Several people feel that the answer is an emphatic "yes"...and the majority of them said that as efficiently as possible.

Ryan Boulding, The Avalanche Guild: If you have met me or heard me talk about Stoa, you know that I think the window of opportunity shut in his face before last season even started. By the end of the year, I was flabbergasted as to why he was getting ice time over guys like Greg Mauldin or even Philippe Dupuis. Stoa seems to have the "Chris Stewart" story going on except, instead of working his ass off and evolving into an NHL quality player, he has peaked in the AHL where he clearly succeeds. Stoa isn't worth developing any longer. I actually used to mix up former forward Chris Durno and Stoa all the time, and Durno got his walking papers after the 2009-10 season. The two were the same slow player to me and Stoa needs to follow in his doppelganger's footsteps.

Sean Payton, Anyone But Detroit: Stoa had his final chance to show the Avs and the rest of the league that he belonged in the NHL when he played in 16 games during the final quarter of last season.  Result?  All of 2 assists.  Result of that?  Window closed

Stephen Crociata, Mile High Sticking and SBNation New York: I've been done with Stoa for a while now. Although I'm quite sure sometime in the future he will have a few "Ovechtricks" vs the Avs.

 

 

Matt Muzia, SBN Denver: Who?

Austin Snow, Avs Chill Zone: Ryan who?

Mike @ MHH, Mile High Hockey: Yeppers.

Mike Verminski, Put It On Ice: Stoa will be a career AHL'er, so yes.

Geoff Rosenthal, The Avs Factor: The window is closed and has been nailed shut.

 

For others, the window hasn't quite closed...but he'll probably need to turn things around this year.

Cheryl Bradley, Mile High Hockey & Avalanche Breakaway: This year will be the litmus test for Stoa: perform or wear a different sweater next year. If he is bid farewell at the end of the season, I believe he will be picked up by another NHL team and get another shot at the big leagues. However, unless he figures out that he's 6'3" and weighs 200 lbs, he won't ever be the player a high-second round draft pick should be. He will continue to flourish in the AHL regardless, but his determination for NHL play is so very questionable. It very well could be lack of confidence, and a different coach could make all the difference. No matter the reason, his time with the Avs is drawing to a close unless he embraces the power forward role completely.

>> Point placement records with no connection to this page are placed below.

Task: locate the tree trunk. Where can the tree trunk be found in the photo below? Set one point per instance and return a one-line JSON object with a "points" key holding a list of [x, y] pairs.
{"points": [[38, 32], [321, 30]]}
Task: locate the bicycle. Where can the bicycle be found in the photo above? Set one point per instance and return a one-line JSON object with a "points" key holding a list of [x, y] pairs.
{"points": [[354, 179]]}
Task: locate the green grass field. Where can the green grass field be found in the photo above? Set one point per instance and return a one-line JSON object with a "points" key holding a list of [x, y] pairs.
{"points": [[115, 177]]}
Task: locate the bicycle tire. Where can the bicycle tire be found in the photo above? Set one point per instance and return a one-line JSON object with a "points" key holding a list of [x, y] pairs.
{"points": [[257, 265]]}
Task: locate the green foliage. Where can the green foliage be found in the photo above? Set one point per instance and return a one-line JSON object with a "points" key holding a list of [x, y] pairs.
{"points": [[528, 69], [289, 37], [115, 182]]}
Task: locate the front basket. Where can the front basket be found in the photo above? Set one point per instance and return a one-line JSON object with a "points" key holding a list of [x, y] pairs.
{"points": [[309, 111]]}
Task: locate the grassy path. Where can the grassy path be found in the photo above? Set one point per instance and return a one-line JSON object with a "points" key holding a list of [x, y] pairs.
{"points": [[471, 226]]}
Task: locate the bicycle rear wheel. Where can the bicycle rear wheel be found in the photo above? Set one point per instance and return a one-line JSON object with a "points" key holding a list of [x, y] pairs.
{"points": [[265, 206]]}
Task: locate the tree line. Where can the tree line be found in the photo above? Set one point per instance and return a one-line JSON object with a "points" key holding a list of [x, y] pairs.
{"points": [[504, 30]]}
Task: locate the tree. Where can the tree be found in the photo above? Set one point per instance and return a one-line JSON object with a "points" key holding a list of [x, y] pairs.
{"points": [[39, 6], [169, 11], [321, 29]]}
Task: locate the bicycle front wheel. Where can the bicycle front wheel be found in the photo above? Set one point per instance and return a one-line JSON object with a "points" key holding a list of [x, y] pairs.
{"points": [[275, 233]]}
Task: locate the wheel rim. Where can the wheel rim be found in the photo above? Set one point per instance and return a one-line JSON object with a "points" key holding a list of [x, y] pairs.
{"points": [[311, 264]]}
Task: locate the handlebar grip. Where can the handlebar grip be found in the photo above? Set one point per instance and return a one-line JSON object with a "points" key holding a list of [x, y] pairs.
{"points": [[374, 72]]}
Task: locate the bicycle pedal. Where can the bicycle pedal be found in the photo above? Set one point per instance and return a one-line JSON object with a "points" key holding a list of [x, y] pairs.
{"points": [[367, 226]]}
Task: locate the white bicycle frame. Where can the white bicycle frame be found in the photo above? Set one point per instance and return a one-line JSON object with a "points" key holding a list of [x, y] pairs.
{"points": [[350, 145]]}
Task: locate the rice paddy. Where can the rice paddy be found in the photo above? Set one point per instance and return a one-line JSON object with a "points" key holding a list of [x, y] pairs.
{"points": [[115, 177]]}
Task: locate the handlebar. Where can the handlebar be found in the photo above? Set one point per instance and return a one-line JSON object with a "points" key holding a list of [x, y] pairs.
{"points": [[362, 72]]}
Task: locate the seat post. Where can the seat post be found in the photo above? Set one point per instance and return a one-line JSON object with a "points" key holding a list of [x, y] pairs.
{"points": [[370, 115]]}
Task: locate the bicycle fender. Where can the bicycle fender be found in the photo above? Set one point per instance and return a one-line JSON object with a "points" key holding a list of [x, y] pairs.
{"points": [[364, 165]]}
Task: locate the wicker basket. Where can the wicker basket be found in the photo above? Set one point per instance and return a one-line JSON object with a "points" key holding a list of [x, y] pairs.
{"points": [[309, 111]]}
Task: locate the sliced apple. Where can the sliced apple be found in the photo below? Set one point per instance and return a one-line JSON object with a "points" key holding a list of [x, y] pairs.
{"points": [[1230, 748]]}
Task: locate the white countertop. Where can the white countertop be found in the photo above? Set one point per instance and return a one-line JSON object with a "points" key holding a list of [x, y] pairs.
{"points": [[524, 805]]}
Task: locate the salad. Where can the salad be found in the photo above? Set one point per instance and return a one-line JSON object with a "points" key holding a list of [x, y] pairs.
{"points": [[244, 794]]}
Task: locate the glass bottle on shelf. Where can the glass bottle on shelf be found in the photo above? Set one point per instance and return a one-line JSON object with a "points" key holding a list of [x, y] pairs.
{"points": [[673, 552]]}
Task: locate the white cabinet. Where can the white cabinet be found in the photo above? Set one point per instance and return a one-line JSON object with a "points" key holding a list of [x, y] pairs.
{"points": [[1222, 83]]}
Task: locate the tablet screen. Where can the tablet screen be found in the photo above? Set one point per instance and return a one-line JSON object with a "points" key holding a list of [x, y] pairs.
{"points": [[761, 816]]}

Adrian Dater, Denver Post: Almost. I have to admit I was semi-shocked when they re-signed him over the summer. But I guess a guy with his size, combined with a still-tender age, is hard to just write off. But I just have never been a big Stoa fan. I just haven't seen the toughness and determination around the net that makes all the difference in a guy who puts the puck in the net and a guy who doesn't. And, defensively, he hasn't been good enough either. His skating seemed to be OK last year, but he still trailed the play too much. If he doesn't have a real good training camp, he'll probably be back in Lake Erie again - and he'd then have - even more than he already does - the tag of "career minor-leaguer."

Brett Shumway, Mile High Hockey: Everyone knows Redheads blossom later in life, but I just haven't seen anything from Stoa to make me think he can play at a consistently high level in the NHL. If he can get faster and play D he could find a niche as a bottom 6 guy, but the clock is definitely ticking.

Andi D, Mile High Hockey: Stoa is a bit of an enigma.  He's not really a scorer, but he's not really a grinder either.  I'm just not sure where he fits on the team.  He's in his contract year as well, so unless he can prove he's a legitimate sniper or a power forward by really racking up points and/or hits in the AHL this year (possibly the NHL if he earns a call-up), I doubt the Avs will waste one of their 50 contracts on him next year.  I think he can still have a solid career in the AHL, but his NHL days are most likely drawing to a close. 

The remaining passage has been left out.